Roasted Garlic Soup with Chicken
Roasted Garlic Soup with Chicken
Servings:
Nutritional information is only an estimate. The accuracy of the nutritional information for any recipe on this site is not guaranteed.
Ingredients
- 8 heads of garlic
- 1 tablespoon olive oil
- salt and black pepper
- 4 tablespoons unsalted butter
- 4 tablespoons all-purpose flour
- 6 cups chicken broth warmed through
- 1 tablespoon Italian seasoning
- pinch of crushed red pepper
- 1/2 cup heavy cream
- 2 cups fully-cooked shredded chicken I used a mixture of thigh and breast
- Serve with: garlic toasts olive oil drizzle, fresh parsley
Instructions
- Preheat your oven to 425 degrees F. Chop the tops off of the heads of garlic and place each head in the molds of a standard muffin tin, exposed garlic facing up. Drizzle the garlic with olive oil and sprinkle with salt and black pepper. Cover with foil and place the garlic in the oven. Roast the garlic for 40-45 minutes or until soft and golden. Remove from heat and allow to cool slightly.

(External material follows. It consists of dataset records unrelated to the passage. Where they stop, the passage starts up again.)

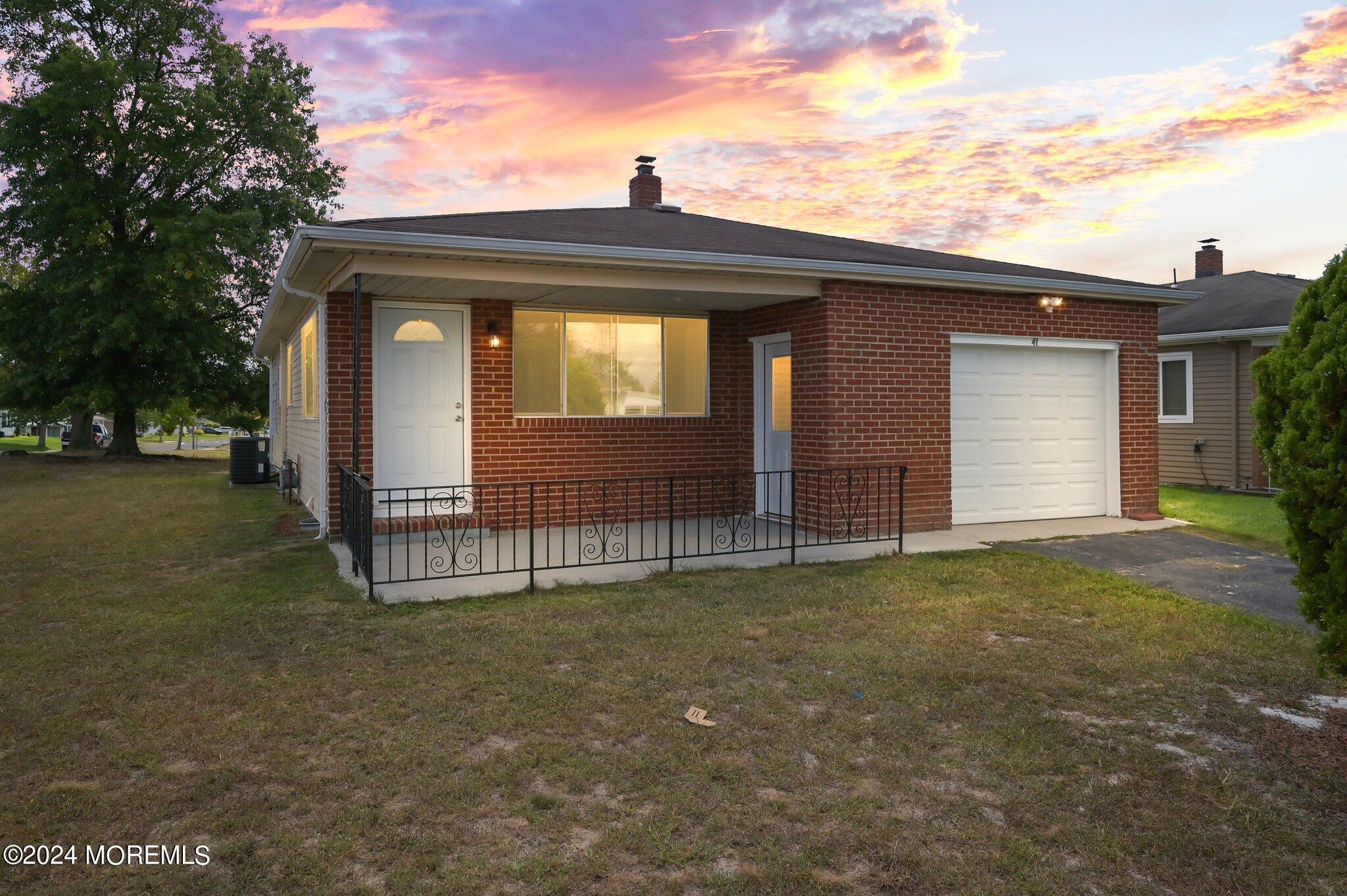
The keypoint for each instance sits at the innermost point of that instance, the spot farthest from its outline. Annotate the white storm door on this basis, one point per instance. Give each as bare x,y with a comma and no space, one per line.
1028,434
421,417
772,428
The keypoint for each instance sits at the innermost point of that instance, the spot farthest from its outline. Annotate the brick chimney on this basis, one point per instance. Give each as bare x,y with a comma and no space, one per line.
644,189
1210,262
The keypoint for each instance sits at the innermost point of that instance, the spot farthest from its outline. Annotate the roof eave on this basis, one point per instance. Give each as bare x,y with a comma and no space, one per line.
812,268
1217,335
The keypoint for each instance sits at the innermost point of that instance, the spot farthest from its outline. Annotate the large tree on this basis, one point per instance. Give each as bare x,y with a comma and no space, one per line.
154,171
1302,432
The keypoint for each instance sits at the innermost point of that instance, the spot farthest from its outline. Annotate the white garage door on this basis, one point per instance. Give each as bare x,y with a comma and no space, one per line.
1027,434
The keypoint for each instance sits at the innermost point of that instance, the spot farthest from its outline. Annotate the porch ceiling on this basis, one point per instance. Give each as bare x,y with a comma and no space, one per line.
392,275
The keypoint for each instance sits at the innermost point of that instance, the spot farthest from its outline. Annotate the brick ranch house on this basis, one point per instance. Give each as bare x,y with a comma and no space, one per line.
643,348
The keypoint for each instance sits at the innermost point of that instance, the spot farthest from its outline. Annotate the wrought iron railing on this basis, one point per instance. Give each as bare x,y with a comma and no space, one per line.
416,534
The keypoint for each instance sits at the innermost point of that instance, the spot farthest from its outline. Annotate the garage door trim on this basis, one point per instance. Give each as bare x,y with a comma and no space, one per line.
1113,454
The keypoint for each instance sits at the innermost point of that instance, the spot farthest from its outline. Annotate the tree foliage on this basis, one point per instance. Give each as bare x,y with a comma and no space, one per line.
154,172
1302,432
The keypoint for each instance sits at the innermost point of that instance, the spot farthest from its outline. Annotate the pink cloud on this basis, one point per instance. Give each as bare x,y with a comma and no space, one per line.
347,15
810,113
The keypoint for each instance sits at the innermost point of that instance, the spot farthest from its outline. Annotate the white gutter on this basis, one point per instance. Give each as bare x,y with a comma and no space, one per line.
1217,335
812,268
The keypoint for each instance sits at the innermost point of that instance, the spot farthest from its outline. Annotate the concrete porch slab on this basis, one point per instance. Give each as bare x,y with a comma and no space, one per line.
958,538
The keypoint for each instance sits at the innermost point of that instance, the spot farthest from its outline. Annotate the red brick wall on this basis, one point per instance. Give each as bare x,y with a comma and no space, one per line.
871,377
888,380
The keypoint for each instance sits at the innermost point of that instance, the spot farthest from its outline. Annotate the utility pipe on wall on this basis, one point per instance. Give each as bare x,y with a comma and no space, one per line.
355,385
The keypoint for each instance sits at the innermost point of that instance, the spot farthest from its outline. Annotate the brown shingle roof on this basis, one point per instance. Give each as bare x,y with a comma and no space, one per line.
1244,300
651,229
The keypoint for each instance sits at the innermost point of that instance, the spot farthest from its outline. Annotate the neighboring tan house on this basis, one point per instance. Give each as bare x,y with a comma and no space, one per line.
635,377
1206,385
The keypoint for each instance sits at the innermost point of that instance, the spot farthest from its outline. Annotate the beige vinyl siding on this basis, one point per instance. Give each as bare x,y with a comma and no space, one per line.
1213,410
303,438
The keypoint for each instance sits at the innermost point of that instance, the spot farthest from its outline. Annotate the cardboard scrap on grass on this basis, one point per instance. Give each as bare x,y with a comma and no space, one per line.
697,716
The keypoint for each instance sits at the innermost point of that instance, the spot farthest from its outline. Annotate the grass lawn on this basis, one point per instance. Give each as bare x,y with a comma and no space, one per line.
981,723
27,443
1246,519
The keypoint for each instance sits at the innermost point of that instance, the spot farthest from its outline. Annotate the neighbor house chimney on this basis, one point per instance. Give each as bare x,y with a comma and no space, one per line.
644,189
1210,262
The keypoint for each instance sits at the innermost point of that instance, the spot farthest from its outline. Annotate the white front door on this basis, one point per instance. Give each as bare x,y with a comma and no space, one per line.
1028,434
421,415
772,428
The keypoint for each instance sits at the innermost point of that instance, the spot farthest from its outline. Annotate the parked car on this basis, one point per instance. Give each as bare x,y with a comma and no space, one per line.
101,436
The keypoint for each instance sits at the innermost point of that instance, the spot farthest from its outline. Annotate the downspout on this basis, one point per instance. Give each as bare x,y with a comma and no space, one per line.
355,387
1234,415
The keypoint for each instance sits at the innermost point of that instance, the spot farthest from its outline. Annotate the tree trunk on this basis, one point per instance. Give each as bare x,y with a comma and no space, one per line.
124,431
81,431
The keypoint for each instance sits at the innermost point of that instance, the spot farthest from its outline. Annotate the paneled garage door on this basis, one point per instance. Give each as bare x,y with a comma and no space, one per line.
1028,434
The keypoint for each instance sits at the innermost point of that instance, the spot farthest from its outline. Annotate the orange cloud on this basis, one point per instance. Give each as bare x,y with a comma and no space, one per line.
804,113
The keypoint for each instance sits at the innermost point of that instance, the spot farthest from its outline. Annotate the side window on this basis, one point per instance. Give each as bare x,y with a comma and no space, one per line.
309,366
1176,387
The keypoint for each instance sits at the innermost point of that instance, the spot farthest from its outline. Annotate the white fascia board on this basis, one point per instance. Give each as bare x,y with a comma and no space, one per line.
811,268
1218,335
766,264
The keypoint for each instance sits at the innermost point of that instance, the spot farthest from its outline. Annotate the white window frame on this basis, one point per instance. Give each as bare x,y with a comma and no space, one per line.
1113,396
1160,381
305,374
635,312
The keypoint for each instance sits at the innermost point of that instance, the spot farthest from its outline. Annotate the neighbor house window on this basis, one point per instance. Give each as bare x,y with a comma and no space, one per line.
582,364
309,366
287,365
1176,388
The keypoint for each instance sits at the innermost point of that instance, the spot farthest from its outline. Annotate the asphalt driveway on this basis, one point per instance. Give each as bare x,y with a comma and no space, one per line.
1192,565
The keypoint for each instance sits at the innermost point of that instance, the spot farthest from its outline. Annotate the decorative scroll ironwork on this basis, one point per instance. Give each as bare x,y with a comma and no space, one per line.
602,527
457,533
514,528
850,490
732,527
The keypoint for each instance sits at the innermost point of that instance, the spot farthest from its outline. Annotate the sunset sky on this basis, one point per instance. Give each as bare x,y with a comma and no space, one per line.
1089,136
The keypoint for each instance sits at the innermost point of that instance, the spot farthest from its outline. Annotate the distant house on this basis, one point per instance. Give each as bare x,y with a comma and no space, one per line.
12,424
1206,387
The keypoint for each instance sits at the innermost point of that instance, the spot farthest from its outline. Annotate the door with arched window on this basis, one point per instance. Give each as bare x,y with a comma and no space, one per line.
421,401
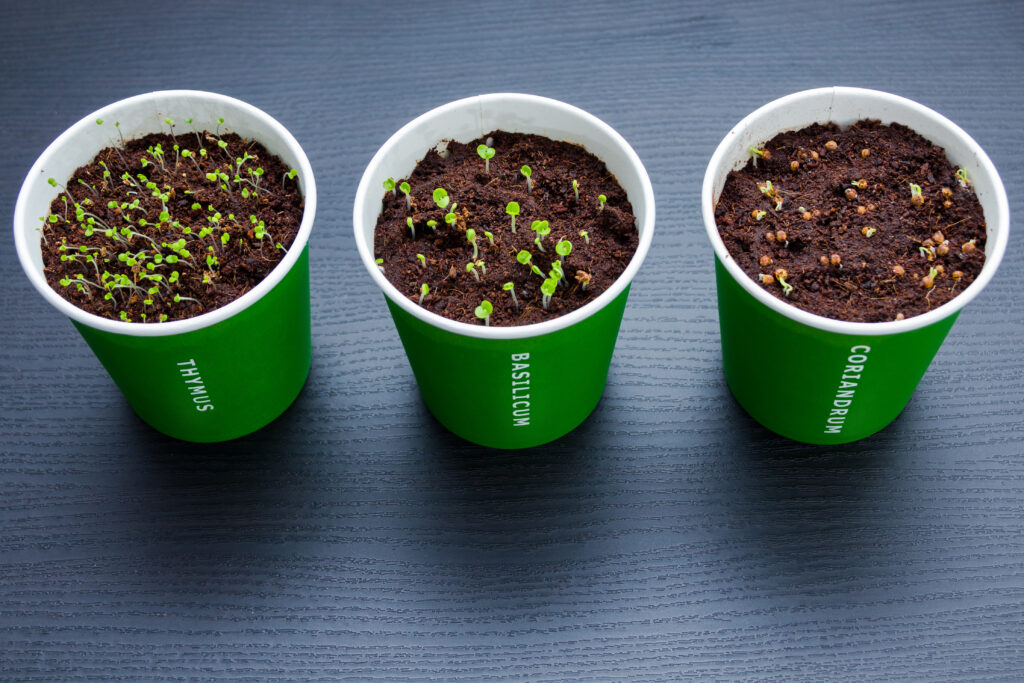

- Once the garlic is cool enough to handle, release the garlic cloves into a medium bowl. With the back of a fork, mash the garlic into a paste. Set aside.
- Place a large soup pot over medium heat. Add the butter, and melt. Add the garlic and stir. Cook for 1 minute. Add the flour and whisk. Cook the flour mixture until golden brown, about 3 minutes. Whisk in the chicken broth. Add the Italian seasoning and crushed red pepper. Bring the soup to a boil and then reduce the heat to a simmer. Simmer the soup for 15 minutes, or until nice and thick. Stir in the heavy cream and chicken. Cook for an additional 5 minutes. Keep the soup warm on the stove until ready to serve.
- Serve the soup topped with a drizzle of olive oil and fresh parsley. Serve with garlic toasts and enjoy immediately!